Look ahead . . . I am still single. I have what the knowalls call an identity crisis. I sit in front of a headdoctor.
'Well, Doctor, I've come to you because in my childhood I spent maybe a thousand nights at the Hoyts picture show. I had, what do you call it? A mother fixation on the Columbia Lady. My father taught me that all film actresses were harlots and all the technicians, except the best boy, and most of the male actors were Jewish except . . .'
'Those that played anti-social roles?'
'Oh no, he reckoned they were Jewish too, only they were very clever in being able to act bad when they were really very smart.'
'Your father appears to have been a man of appalling ignorance.'
'I don't know, Doctor. At the time, it probably made sense to him. It was a time when the so-called 'reffos' were flooding the country, and what with them being Jews and us being Jews too, well, he didn't want to be lumped together with them. It sort of stands to reason, doesn't it?'
'My father, who arrived here in 1945, might not have thought so.'
'Sorry, Doctor, I'm only telling you how he behaved.'
'Of course, do go on.'
.... .....
Once a week the Columbia Lady's incandescent torch lit up my childhood. Before I knew the Columbia Lady, I had never given much thought to mothers. None of the four Mrs Collinses who had worn this title would have held so much as a weak candle to the Columbia Lady. One thing I am certain of: to the Columbia Lady I would never be 'poor Alva's boy'.
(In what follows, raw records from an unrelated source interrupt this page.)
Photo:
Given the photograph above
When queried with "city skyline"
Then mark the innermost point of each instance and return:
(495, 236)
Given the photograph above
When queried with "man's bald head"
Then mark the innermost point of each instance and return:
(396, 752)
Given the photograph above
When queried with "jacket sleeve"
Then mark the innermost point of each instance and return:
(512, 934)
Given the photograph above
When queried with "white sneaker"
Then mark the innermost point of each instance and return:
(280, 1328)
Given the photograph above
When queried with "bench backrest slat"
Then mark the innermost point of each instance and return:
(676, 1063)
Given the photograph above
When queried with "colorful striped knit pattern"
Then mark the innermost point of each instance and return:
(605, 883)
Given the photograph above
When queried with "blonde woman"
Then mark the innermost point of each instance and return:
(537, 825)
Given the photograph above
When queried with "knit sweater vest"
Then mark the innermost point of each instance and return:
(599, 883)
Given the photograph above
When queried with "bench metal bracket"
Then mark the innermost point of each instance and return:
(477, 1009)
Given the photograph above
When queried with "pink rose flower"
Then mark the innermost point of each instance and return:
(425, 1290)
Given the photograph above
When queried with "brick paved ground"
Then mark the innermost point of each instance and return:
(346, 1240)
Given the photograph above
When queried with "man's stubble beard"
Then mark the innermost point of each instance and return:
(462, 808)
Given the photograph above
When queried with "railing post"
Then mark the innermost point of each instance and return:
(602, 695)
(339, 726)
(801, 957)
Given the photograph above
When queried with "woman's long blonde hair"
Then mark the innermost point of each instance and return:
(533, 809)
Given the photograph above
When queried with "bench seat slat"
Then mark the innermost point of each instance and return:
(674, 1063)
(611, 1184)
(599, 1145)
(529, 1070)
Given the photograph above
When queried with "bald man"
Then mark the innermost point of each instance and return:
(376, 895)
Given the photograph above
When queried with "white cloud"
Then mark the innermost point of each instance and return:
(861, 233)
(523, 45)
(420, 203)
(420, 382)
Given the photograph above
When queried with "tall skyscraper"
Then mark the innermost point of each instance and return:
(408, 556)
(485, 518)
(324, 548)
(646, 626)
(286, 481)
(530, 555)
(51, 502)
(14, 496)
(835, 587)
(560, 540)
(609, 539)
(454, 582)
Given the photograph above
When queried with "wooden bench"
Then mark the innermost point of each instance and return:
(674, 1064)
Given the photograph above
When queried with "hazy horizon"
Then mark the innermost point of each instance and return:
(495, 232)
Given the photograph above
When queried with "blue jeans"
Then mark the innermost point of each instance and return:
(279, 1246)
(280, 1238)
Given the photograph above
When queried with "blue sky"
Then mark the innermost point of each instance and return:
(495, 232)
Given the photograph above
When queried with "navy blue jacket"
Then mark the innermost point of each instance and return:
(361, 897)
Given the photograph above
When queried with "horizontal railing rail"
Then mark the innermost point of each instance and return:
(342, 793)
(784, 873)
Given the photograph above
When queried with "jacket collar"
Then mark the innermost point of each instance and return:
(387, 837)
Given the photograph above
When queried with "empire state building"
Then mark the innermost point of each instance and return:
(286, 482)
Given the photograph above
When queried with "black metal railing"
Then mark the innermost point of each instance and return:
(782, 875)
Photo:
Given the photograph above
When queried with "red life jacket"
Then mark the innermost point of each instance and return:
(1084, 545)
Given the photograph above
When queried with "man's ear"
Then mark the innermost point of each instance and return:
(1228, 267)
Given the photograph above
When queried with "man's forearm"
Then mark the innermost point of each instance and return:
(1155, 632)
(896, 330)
The summer came to an end. I had recourse to the memories of other women to call up when I felt miserable: Gertie, June and the Columbia Lady - all beyond physical reach and, perhaps, just as well. I was very good at imagining. Despite meagre, tasteless food and no affection, I grew like a weed between the pavement cracks at 48 Francis Street. Tread on me and I would spring back.